Polyphyllin I inhibits glioblastoma progression by initiating ferroptosis via the Sirt1/Nrf2/HO-1/GPX4 signaling cascade

Rationale: Glioblastoma is a fast-growing, invasive brain tumor with poor prognosis. Polyphyllin I, a saponin from Liliaceae plants, shows anti-tumor, anti-inflammatory effects, and induces Ferroptosis, but its impact on glioblastoma and underlying mechanisms are not well understood.

Methods: Tumor malignancy was evaluated using assays such as scratch assays, CCK-8, clonogenic analyses, transwell experiments, along with EdU incorporation staining. Quantification for relevant molecules was performed using WB and RT-qPCR experiments. Ferroptosis in cells was quantified using JC-1, Boodipy, and TME assays. Lastly, the in vivo anti-tumor effects and mechanisms of Polyphyllin I were examined using a mouse xenograft model.

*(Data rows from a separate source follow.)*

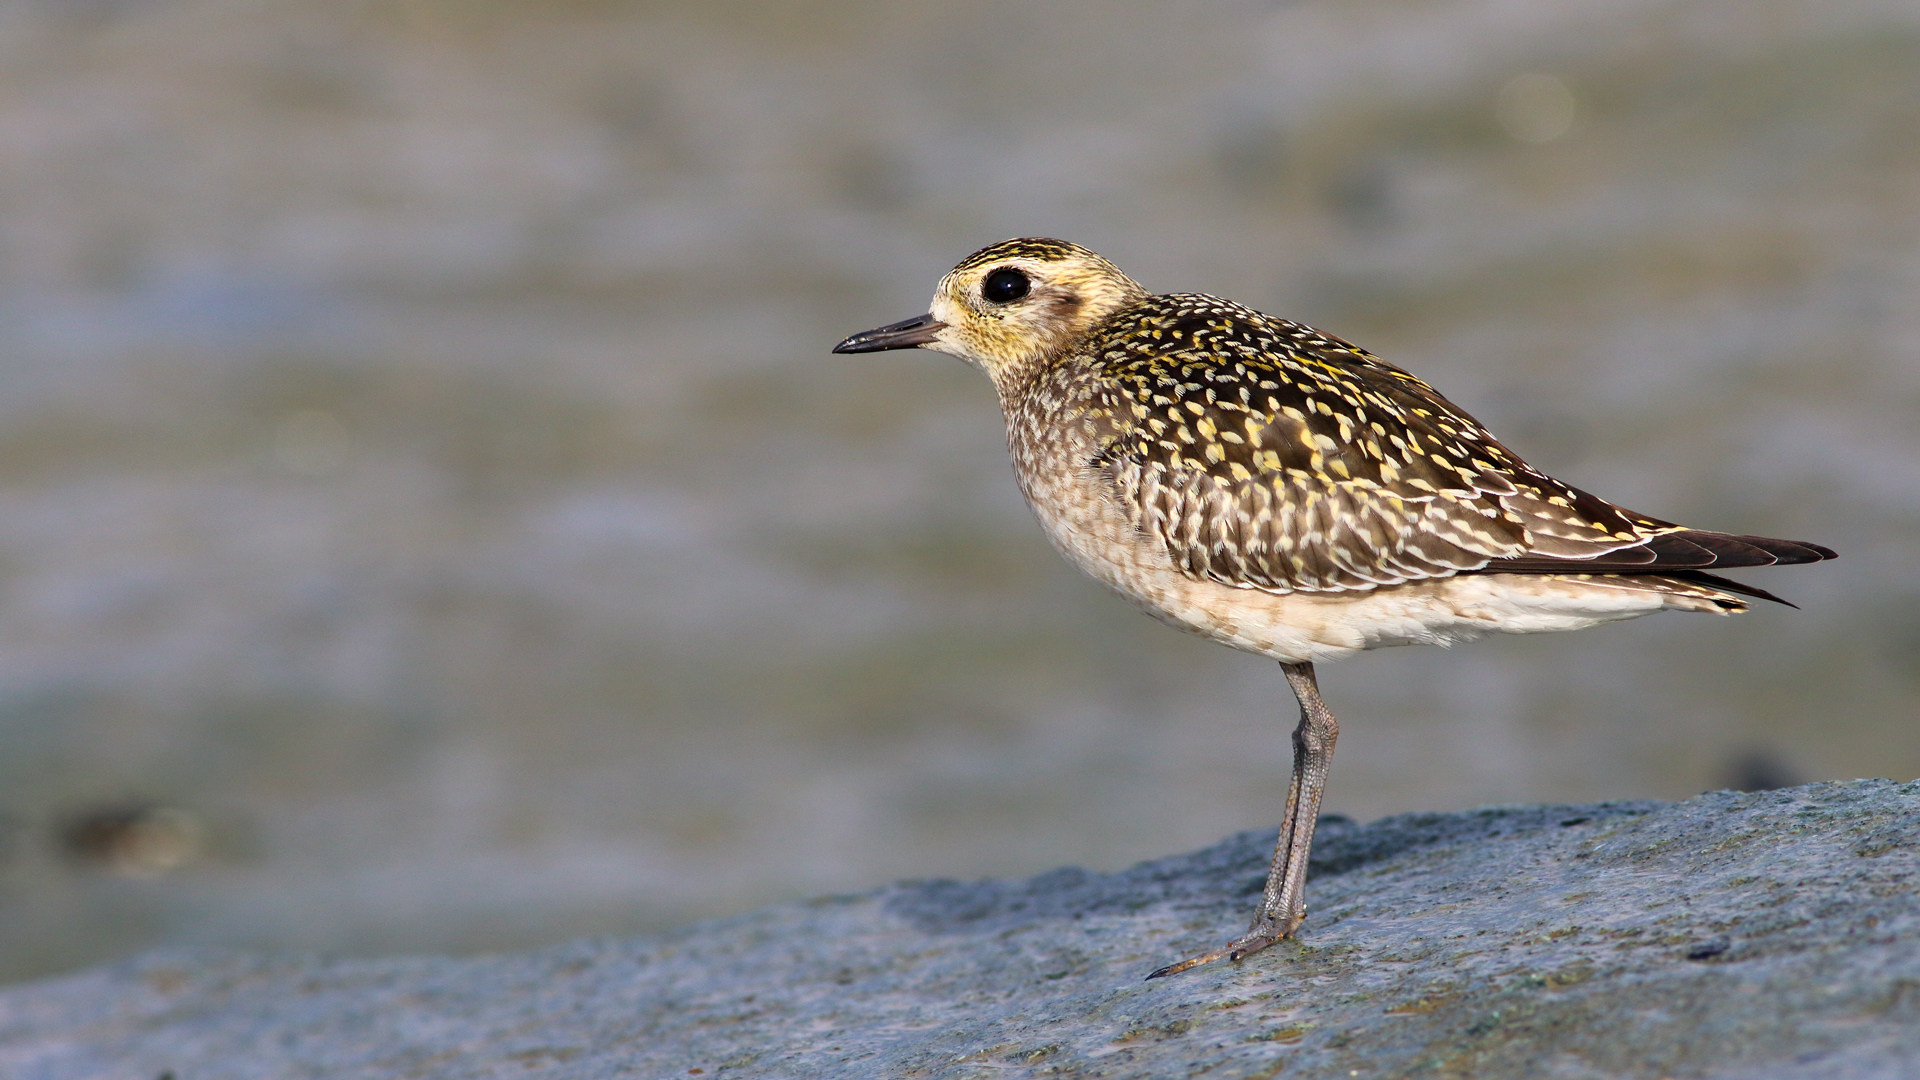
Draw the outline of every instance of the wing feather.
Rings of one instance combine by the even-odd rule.
[[[1197,294],[1153,300],[1105,328],[1090,360],[1103,377],[1073,385],[1103,395],[1082,407],[1104,418],[1092,468],[1192,577],[1343,592],[1833,557],[1561,483],[1426,383],[1309,327]]]

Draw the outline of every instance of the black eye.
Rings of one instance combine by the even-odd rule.
[[[987,275],[987,280],[980,285],[980,295],[986,297],[988,303],[1011,304],[1027,295],[1027,290],[1032,287],[1033,283],[1027,280],[1027,275],[1010,266],[1003,266]]]

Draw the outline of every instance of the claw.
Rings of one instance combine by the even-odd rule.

Results: This study reveals how PPI significantly inhibits GBM growth and spread while simultaneously improving the efficacy of chemotherapy drugs. In addition, the anti-tumor properties of PPI are linked to Ferroptosis, and its effect is significantly diminished when Ferroptosis is inhibited. Specifically, PPI binds directly to SIRT1, reducing its levels, which subsequently promotes oxidative cell death via the SIRT1/Nrf2/GPX4/HO-1 signaling pathway, thus suppressing glioblastoma. Furthermore, overexpression of SIRT1 can negate the therapeutic effects of PPI. The mouse xenograft model further supported the anti-tumor efficacy of PPI and provided deeper insights into its underlying mechanism.

Conclusions: Additionally, through regulating the SIRT1/Nrf2/GPX4/HO-1 axis, PPI induces iron-dependent cell death, contributing to its inhibition of glioblastoma. According to this research, PPI could serve as a superior treatment approach for GBM patients and holds promise for its combination with chemotherapy drugs in GBM treatment.

Anticancer drugs; Ferroptosis; GBM; Polyphyllin I; SIRT1.